Zullen de kerken in Engeland zich verenigen?
TOEN de Anglicaanse Kerk zich afscheidde van Rome, was ze slechts een nationale kerk, terwijl de Kerk van Rome een internationale status had. De expansie van het Britse rijk zou de Anglicaanse Kerk echter naar vele delen der wereld voeren. Tegenwoordig kan men in meer dan 20 landen dochterkerken aantreffen. Alle zijn zelfstandig maar toch met de moederkerk verbonden doordat ze deel uitmaken van de „Anglicaanse Kerkgemeenschap”. Zo kreeg ook de Anglicaanse Kerk een internationale status — een pluspunt in onderhandelingen met het Vaticaan.
In betrekkelijk recente tijd heeft de Katholieke Kerk drie dogma’s afgekondigd die de barrière tussen haarzelf en de protestantse kerken hebben verhoogd. Deze zijn: de onbevlekte ontvangenis (zondeloosheid) van Maria (1854), de lichamelijke ten-hemel-opneming van Maria (1950) en de leerstellige onfeilbaarheid van de paus (1870). Inderdaad struikelblokken die eenheid met andere religies in de weg staan!
Toenaderingspogingen tussen anglicanen en katholieken
De paus en de aartsbisschop van Canterbury, die algemeen erkend wordt als het geestelijk hoofd van de Anglicaanse Kerk, werden het in 1966 eens over de formatie van de Internationale Anglicaans-Rooms-Katholieke Commissie. Vanaf 1970 besteedde deze twaalf jaar aan een onderzoek van de moeilijkheden die eenheid in de weg staan, en het aanbevelen van mogelijke oplossingen. De Commissie, samengesteld uit tien geleerden uit elke religie, schonk vooral aandacht aan drie controversiële kwesties: gezag (met inbegrip van primaatschap en onfeilbaarheid van de paus); de katholieke viering van de eucharistie; en de geordineerde geestelijkheid.

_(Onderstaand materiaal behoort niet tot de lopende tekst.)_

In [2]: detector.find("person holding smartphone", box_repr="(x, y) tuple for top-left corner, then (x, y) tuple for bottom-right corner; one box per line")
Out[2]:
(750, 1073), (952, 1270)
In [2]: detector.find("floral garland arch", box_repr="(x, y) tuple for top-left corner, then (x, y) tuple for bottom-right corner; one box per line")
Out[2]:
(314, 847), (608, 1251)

Hoe werd het Commissierapport door de twee kerken ontvangen? Geen van beide wees het onmiddellijk van de hand. Men verwacht feitelijk dat beide kerken er jaren voor nodig zullen hebben om een officieel antwoord te formuleren. Maar een redactioneel artikel in de Londense Times voorspelde dat „een werkelijke eenheid tussen de twee [Rome en Canterbury] zeker nog een generatie op zich zal laten wachten”. Zaken die de weg blokkeren zijn onder andere anticonceptie, gehuwde geestelijken, de onfeilbaarheid en bevoegdheden van de paus, de verering van Maria, en de ordinatie van de anglicaanse geestelijkheid, die op het eerste Vaticaanse Concilie in 1896 door Leo XIII „volkomen ongeldig en van geen enkele betekenis” werd verklaard.
Toen paus Johannes Paulus II in de zomer van 1982 Engeland bezocht, werd hij het met de aartsbisschop van Canterbury eens over de oprichting van een nieuwe internationale commissie voor verdere bestudering van de mogelijke stappen in de richting van eenheid.

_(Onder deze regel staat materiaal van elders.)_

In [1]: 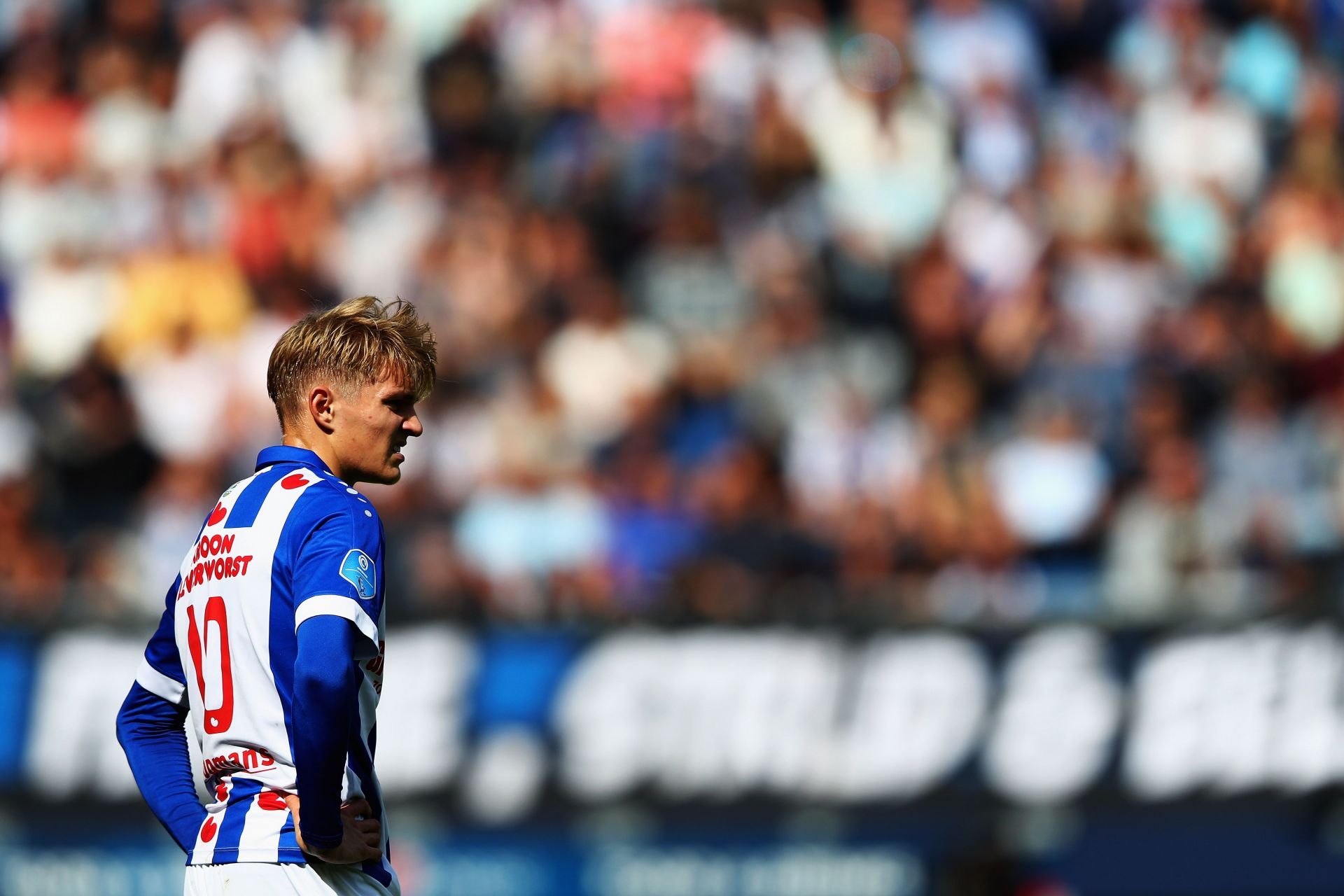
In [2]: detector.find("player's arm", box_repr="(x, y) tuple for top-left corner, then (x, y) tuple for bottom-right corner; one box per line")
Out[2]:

Toenaderingspogingen tussen de Anglicaanse Kerk en de Vrije Kerken
In de tussentijd heeft de Anglicaanse Kerk ook besprekingen over eenheid gevoerd met drie van de Vrije, of non-conformistische, Kerken — de Methodist, Moravian en United Reformed Church. Deze laatste ontstond in 1972 uit een versmelting van congregationalisten en presbyterianen uit Engeland en Wales.
Ernstige obstakels staan de eenwording in de weg. De Anglicaanse Kerk is tegen vrouwelijke geestelijken gekant terwijl de Vrije Kerken die reeds hebben. Anderzijds moeten de Vrije Kerken niets hebben van de episcopale structuur van de Anglicaanse Kerk. Niettemin besloot elk van de Vrije Kerken ten gunste van eenheid. Doch de Anglicaanse Kerk besloot, na in juli 1982 over de voorstellen te hebben gedebatteerd, zich niet met de Vrije Kerken te verenigen.

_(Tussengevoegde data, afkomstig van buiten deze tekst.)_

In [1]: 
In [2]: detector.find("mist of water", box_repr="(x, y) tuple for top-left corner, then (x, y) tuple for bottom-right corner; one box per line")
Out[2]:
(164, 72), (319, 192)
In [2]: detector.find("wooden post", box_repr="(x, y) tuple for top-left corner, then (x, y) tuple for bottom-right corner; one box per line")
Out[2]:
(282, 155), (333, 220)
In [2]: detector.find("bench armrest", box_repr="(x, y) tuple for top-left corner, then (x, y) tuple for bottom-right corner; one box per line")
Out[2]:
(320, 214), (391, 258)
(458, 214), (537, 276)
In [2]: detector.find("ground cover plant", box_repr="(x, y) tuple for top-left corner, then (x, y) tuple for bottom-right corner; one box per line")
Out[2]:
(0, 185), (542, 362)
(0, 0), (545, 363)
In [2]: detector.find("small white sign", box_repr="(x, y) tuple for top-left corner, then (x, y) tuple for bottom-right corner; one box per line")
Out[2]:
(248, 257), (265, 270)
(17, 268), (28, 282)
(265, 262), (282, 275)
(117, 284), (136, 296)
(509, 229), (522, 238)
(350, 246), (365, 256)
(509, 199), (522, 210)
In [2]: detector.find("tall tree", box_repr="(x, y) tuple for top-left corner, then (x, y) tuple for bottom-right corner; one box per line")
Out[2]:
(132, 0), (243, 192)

De Vrije Kerken waren bitter teleurgesteld. De secretaris van de United Reformed Church gaf als commentaar: „Ik geloof dat andere Kerken zich eerst nog eens zullen bedenken alvorens zich met de Anglicaanse Kerk in te laten.” De secretaris van de methodistische conferentie zei dat het naar zijn mening zeer twijfelachtig was of binnen deze generatie nog enig plan voor eenheid een kans zou maken.
Anglicaanse voorstanders van oecumene waren eveneens teleurgesteld. Na jaren van werk bleef de eenheid toch buiten bereik. Deze tegenslagen werden door anderen echter toegejuicht omdat ze de kerk hadden gered van oecumenische verwikkelingen die haar eigen missie zouden vertroebelen. Deze zienswijze ondersteunend schrijft The Economist: „De Anglicaanse Kerk heeft nu een lange periode voor zich waarin ze vrij is om zich voornamelijk met haar eigen opdracht bezig te houden. . . . De Anglicaanse Kerk zit met het probleem hoe ze degenen kan bedienen die wat over geloof willen weten terwijl ze zelf niet zeker weet wat ze gelooft.”
In een tijdsspanne van enkele maanden waren dus twee belangrijke pogingen tot het bereiken van religieuze eenheid in Engeland vastgelopen.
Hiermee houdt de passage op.